Au
sortir d’un été fade et sans
relief mais qui nous invitait pourtant à
intervenir dans notre propre avenir et à
trouer le silence autour de la nouvelle
Constitution qu’on nous prépare,
à quoi s’amuse la société
qui pense ? Dans sa majorité, elle
semble retomber dans sa première
fascination, celle d’attendre le changement
par le haut, le hobby s’accompagnant d’une
curieuse façon d’aimer le pays pour
soi-même.
Il
y a ceux, éminents esprits, qui s’épuisent
à déceler dans le timbre de
la voix présidentielle quelque motif
indiscutable de conclure à l’imminence
de la succession, ce qui est sans doute
la manière la plus originale mais
aussi la plus typiquement arabe de faire
de la prospective politique.
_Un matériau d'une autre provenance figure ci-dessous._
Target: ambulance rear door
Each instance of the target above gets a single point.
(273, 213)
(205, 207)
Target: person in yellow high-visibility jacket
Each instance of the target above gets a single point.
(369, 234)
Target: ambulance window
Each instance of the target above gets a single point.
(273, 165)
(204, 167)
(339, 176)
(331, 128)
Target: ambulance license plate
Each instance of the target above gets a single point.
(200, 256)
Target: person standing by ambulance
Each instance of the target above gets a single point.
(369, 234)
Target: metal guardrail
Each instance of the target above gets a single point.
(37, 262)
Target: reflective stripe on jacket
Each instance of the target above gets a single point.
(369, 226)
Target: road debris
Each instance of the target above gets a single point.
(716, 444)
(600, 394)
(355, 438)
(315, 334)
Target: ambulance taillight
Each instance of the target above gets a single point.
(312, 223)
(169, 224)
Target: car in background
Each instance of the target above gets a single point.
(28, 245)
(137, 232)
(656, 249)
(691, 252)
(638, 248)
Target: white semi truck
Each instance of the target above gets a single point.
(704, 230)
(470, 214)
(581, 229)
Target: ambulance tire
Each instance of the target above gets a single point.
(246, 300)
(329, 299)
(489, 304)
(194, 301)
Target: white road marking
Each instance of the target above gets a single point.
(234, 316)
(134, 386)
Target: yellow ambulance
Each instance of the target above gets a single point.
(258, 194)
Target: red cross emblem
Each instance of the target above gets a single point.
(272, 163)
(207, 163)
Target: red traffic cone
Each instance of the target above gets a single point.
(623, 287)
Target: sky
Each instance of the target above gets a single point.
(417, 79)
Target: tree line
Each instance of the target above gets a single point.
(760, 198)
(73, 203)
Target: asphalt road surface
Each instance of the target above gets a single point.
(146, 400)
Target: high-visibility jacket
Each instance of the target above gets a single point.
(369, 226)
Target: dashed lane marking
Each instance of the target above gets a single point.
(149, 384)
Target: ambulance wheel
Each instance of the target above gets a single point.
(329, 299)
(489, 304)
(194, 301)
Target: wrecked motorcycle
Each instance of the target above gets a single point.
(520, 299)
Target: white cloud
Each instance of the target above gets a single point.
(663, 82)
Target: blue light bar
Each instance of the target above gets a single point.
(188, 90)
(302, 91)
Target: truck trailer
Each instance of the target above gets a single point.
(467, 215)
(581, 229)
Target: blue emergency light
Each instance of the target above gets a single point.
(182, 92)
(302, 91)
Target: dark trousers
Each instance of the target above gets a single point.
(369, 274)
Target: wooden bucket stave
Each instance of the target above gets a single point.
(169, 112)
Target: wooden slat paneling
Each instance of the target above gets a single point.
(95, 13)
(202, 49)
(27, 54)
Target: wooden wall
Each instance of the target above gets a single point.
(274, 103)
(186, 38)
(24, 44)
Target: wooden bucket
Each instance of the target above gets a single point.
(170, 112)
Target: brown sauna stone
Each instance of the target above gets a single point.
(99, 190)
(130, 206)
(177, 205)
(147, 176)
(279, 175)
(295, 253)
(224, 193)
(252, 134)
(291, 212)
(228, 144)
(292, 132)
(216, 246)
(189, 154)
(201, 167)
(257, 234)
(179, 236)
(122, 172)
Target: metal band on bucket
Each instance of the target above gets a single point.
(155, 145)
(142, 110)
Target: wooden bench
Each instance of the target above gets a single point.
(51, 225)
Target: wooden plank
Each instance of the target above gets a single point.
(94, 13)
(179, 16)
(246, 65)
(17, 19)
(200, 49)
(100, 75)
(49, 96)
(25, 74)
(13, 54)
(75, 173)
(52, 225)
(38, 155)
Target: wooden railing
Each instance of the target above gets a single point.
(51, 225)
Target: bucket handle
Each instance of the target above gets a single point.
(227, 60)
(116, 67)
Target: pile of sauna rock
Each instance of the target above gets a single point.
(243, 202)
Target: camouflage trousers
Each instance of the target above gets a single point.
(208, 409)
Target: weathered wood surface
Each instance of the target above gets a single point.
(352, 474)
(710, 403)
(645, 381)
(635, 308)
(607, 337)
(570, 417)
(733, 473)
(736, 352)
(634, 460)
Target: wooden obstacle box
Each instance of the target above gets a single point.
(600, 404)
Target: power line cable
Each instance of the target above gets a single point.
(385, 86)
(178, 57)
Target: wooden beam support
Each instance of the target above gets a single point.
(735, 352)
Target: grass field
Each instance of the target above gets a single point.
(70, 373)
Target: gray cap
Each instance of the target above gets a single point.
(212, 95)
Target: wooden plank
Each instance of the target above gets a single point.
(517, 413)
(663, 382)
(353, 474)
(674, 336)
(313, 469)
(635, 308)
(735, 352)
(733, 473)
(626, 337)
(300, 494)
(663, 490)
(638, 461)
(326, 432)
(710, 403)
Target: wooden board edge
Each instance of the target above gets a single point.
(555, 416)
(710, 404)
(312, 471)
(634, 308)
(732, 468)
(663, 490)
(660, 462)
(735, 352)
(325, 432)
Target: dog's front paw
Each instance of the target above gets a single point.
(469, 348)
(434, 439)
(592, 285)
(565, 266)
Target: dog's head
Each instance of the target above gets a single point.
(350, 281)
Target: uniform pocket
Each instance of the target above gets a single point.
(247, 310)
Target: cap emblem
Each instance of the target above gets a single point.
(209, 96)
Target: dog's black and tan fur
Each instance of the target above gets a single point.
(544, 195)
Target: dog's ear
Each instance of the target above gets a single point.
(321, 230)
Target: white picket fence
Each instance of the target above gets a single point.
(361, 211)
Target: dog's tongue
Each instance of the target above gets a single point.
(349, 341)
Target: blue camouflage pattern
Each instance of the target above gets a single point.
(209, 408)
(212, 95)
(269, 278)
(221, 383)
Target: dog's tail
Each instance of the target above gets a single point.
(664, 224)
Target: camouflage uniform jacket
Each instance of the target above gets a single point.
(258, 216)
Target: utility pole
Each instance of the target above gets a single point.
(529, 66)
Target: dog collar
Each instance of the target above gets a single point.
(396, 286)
Sous les cieux
des fils d’Ismaël en effet, du Golfe
d’Oman aux côtes de Mauritanie, deux
mille cinq cents ans après l’invention
de la démocratie, les régimes
arabes n’admettent toujours l’alternance
qu’en deux circonstances fort précises
: la mort du souverain ou son renversement.
Ne soyons donc pas trop sévères
envers les nouveaux paparazzi du lapsus
significatif. Ils savent que, dans l’immédiat
du moins, l’après- Bouteflika repose
surtout sur l’impuissance de la médecine.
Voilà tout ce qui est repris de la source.